Still More Protests in Venezuela

By Daniel Nardini

Lawndale News Chicago's Bilingual Newspaper - CommentaryJuan Guaido was again sworn in as the interim president of the Venezuelan National Assembly, and is still considered the “legitimate” president of Venezuela. This is all nice and good, but the problem is that the one strong man Nicolas Maduro, who still controls the country (with the help of Russian mercenaries, Cuban spies and Chinese investors), has complete control over the Venezuelan armed forces and the gold reserves. Guaido essentially controls nothing. He does not have control over the Venezuelan armed forces, which is the key to keeping control over what control there is of the country today. I am sure that there are parts of Venezuela, like Somalia, that are in a state of anarchy with no one controlling them. What this means for the people in these places is that they have little to no food, little to no medicine, probably no schools operating, and they have the choice of either staying and maybe somehow surviving or leaving and finding a better way of life. And four million Venezuelans have fled the country.

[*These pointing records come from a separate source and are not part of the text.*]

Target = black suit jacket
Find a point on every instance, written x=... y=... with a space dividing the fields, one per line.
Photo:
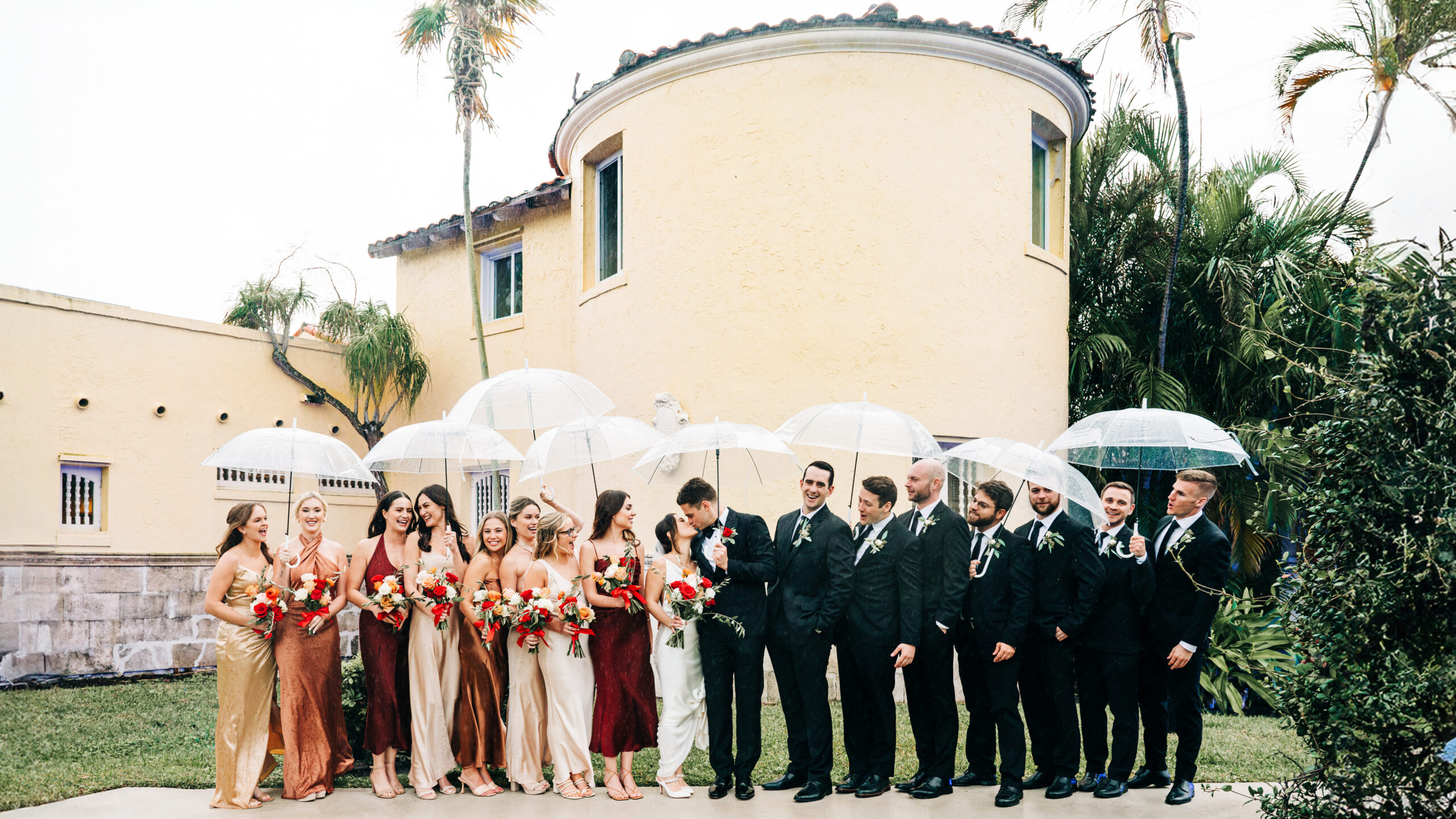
x=998 y=604
x=750 y=568
x=945 y=551
x=1116 y=623
x=884 y=602
x=1069 y=579
x=814 y=579
x=1181 y=611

As America is looking at the Middle East, Venezuela is still falling apart as two men vie for power of who will control a country that is dying. Guaido may have many followers and many ordinary Venezuelans who would prefer Guaido to Maduro. Fine, but again the power structure remains in the hands of Maduro, and he has made it clear he will not go. When the power structure turns against Maduro, as it did in Bolivia against the dictator Evo Morales, then Maduro would be gone. As long as the armed forces stay with Maduro (almost all of the Venezuelan generals have still sworn loyalty to Maduro), and most of those who run the government stay with Maduro, then Maduro is the de facto ruler of Venezuela.. To their credit, most of the police, armed forces and those in the Bolivian government knew that following Morales would have been suicidal, and simply ousted Morales. The ruling class in Bolivia saw that the country would have collapsed, would have seen millions of its own people flee across the rest of South America, and Bolivia would have gone to the point of no return. I have to wonder if this will happen to Venezuela. Can Venezuela be salvaged? Sadly, I see nothing changing with the slow death of Venezuela until and unless the power structure, or whatever is left of it, finally wakes up and does something to get rid of the dictatorship that is slowly killing the country. It will not matter if Juan Guaido is sworn in as interim president with no power and a dwindling number of followers because the power structure remains with the man who has real power to run the country however badly Maduro is running the country.